Comitê fará ponte entre conselho e investigadores

 

Em meio a uma crise sem precedentes, o conselho de administração da Petrobras autorizou, na terça-feira, a criação de um Comitê Especial, que funcionará de forma independente e fará a interlocução entre o conselho e os escritórios Trench, Rossi e Watanabe e Gibson, Dunn & Crutcher, responsáveis pela investigação interna independente sobre as denúncias envolvendo suborno e superfaturamento por ex-diretores e gerentes.

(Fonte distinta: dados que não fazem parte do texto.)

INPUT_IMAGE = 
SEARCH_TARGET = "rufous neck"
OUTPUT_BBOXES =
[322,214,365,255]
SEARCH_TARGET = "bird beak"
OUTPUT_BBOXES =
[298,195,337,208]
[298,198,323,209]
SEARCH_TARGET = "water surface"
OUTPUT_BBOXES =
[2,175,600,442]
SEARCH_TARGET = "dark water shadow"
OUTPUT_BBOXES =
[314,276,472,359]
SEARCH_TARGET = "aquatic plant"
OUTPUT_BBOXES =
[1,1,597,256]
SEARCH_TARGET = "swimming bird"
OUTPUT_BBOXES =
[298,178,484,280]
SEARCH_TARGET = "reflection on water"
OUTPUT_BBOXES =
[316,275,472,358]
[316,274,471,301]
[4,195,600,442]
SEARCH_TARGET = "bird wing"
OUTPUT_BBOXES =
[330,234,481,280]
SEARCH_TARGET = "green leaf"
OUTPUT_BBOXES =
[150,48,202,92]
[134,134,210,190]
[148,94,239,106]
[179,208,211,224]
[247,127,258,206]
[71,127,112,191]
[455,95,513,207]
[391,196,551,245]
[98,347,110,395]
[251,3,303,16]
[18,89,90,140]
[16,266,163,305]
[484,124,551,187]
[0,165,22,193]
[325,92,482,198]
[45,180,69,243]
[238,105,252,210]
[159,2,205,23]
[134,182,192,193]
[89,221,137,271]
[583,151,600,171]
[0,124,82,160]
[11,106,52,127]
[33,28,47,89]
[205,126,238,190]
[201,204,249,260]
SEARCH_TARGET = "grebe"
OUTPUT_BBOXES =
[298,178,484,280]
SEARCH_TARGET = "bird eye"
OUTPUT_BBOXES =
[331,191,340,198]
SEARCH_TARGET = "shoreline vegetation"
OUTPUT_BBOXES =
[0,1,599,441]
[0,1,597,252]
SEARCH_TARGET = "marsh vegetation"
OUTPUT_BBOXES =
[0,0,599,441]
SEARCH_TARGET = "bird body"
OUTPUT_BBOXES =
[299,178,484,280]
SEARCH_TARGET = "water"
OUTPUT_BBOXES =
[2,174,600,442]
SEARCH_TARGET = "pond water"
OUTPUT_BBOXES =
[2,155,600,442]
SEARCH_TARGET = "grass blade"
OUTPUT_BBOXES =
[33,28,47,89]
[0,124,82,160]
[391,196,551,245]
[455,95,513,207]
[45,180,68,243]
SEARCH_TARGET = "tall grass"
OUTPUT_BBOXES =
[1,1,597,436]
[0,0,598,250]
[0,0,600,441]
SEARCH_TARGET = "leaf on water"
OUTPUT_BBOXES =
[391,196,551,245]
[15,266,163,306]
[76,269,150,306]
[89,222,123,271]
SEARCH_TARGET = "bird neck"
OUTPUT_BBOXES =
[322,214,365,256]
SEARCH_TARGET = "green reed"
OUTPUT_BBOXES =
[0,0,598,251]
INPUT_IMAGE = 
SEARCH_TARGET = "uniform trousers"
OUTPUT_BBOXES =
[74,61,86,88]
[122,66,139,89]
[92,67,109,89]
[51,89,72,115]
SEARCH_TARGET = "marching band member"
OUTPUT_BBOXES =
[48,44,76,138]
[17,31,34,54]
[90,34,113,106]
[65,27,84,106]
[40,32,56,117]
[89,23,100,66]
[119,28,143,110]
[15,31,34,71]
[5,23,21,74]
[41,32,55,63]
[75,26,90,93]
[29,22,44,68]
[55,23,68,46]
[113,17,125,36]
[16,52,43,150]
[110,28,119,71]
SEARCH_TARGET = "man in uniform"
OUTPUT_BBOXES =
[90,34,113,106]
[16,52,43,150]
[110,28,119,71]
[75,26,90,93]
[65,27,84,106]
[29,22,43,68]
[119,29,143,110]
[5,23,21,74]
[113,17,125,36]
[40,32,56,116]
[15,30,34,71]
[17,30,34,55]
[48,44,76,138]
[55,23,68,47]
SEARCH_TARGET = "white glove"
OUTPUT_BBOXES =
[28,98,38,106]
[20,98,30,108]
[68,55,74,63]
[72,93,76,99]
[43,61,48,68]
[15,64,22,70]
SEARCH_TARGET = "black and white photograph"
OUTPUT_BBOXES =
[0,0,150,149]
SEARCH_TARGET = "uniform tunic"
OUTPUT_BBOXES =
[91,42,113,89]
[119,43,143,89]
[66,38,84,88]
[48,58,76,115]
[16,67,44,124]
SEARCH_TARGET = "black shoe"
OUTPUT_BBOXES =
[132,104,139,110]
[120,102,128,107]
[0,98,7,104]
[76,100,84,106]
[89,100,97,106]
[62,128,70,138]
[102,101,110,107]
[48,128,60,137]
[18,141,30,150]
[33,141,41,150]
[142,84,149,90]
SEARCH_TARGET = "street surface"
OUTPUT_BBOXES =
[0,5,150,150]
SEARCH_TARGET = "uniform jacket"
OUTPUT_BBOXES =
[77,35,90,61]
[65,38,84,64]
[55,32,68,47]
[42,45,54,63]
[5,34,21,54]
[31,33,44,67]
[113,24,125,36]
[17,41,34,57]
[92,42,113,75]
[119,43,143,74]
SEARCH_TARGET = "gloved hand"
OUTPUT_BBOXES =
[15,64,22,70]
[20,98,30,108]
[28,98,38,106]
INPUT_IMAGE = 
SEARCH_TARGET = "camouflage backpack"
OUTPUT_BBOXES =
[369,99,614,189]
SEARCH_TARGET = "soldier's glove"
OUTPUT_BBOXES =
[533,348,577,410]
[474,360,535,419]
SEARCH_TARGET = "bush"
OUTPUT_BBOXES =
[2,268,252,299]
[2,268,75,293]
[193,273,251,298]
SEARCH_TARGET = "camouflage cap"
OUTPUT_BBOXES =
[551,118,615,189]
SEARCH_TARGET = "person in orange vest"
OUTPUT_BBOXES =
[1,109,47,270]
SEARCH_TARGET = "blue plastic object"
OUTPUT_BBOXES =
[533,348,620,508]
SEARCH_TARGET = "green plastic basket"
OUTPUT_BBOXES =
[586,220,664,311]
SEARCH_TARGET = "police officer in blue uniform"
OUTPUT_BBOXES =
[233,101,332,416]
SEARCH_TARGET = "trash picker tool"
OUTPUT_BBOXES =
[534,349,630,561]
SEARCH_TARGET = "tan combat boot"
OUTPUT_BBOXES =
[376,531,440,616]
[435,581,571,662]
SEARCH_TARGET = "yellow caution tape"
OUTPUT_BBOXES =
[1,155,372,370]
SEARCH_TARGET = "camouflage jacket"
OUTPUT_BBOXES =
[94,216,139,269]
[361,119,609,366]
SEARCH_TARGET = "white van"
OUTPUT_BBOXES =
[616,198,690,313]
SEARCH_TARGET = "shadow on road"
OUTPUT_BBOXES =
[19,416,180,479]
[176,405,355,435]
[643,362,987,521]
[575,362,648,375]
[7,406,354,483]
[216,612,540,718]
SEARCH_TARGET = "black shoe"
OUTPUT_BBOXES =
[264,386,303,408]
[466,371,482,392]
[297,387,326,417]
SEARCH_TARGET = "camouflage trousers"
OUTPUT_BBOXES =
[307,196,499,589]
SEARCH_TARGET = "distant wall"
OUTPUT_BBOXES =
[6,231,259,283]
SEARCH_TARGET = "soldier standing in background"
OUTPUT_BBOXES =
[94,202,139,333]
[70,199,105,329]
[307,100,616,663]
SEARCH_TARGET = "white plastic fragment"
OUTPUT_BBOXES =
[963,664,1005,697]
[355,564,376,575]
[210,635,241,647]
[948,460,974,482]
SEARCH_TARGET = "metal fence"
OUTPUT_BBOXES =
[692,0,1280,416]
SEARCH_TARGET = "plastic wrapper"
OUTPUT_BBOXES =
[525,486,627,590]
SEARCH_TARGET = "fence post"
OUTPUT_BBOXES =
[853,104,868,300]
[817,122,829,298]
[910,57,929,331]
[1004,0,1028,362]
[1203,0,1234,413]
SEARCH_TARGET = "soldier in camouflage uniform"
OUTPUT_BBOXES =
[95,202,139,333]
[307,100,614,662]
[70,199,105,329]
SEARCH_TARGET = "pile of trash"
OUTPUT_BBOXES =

O Comitê Especial terá três membros, sendo dois de fora da companhia e ainda o futuro diretor de Governança, Risco e Conformidade, que está sendo escolhido pela empresa Korn Ferry. Para as duas vagas externas, cujos ocupantes começam a trabalhar antes do novo diretor, foram definidos os nomes de Ellen Gracie Northfleet e de Andreas Pohlmann, que foi diretor de Conformidade da alemã Siemens entre 2007 e 2010.

Ellen Gracie presidiu o Supremo Tribunal Federal (STF) entre 2006 e 2008. Junto Pedro Malan e Rodolpho Tourinho, Ellen Gracie deixou o conselho de administração da OGX em 2013, antes de Eike Batista comunicar que não iria cumprir cláusula (put option) que previa aporte de US$ 1 bilhão.

Caberá ao Comitê Especial da Petrobras aprovar o Plano de Investigação e evitar que elas sejam impedidas ou obstruídas; analisar informações encaminhadas pelos escritórios; e aprovar e viabilizar a implementação das recomendações. Deverá ainda comunicar ou autorizar comunicação dos escritórios com autoridades, inclusive reguladoras, sobre detalhes das investigações.